3. The apparatus according to claim 1 further comprising a heat pipe configured to distribute thermal energy along the framework generated by incomplete light to electrical energy conversion by the photovoltaic cells, the framework configured to dissipate thermal energy to an ambient environment.

4. The apparatus according to claim 3, the heat pipe disposed at least in part within the channel.

5. The apparatus according to claim 1 , the photovoltaic cells being electrically coupled so as to define at least one series circuit,

6. The apparatus according to claim 1 , the framework defined by two side portions and two end portions joined to define a box-like form-factor.

7. The apparatus according to claim 6, each of the side portions and the end portions formed from a sheet metal material or an extrudable metal.

8. The apparatus according to claim 1 , the reflector including a monolithic tbermoformed substrate and bearing either a reflective or dichroic surface treatment on at least a portion thereof.

9. The apparatus according to claim 1 , the reflector defining a plurality of double-curvature regions configured to define a corresponding plurality of spot-like target areas.

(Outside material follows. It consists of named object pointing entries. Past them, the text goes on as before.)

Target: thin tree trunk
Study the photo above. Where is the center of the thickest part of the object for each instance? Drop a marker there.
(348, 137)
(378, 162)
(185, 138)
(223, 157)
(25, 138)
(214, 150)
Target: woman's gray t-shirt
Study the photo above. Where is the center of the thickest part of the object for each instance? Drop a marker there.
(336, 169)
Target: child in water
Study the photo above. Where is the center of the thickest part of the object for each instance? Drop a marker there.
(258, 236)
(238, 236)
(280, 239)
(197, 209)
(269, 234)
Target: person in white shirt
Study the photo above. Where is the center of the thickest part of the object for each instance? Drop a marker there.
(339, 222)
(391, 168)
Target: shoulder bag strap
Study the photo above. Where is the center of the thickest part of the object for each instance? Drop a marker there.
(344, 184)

10. The apparatus according to claim 1 , the reflector defining a pair of single curvature regions configured to define a pair of symmetric target areas.

11 . The apparatus according to claim 1 further comprising a cover joined to the framework and disposed about a backside aspect of the reflector.

12. A method, comprising:

forming two side portions from a metallic material;

forming two end portions from a metallic material;

joining the side portions and the end portions such that a box-like framework is defined;

joining a reflector to the framework, the reflector configured to concentrate light onto one or more target locations;

supporting a plurality of photovoltaic cells by way of the framework, the photovoltaic cells supported at the target locations; and

joining a transparent window to the framework such that the photovoltaic cells are within a protected space.

13. The method according to claim 12, the two side portions being equivalent to each other, the two end portions being equivalent to each other.

14. The method according to claim 12 further comprising electrically coupling the photovoltaic cells such that one or more series circuits are defined.

15. The method according to claim 12 further comprising joining a tracking yoke to the framework, the tracking yoke configured to couple the framework to a sun tracking apparatus.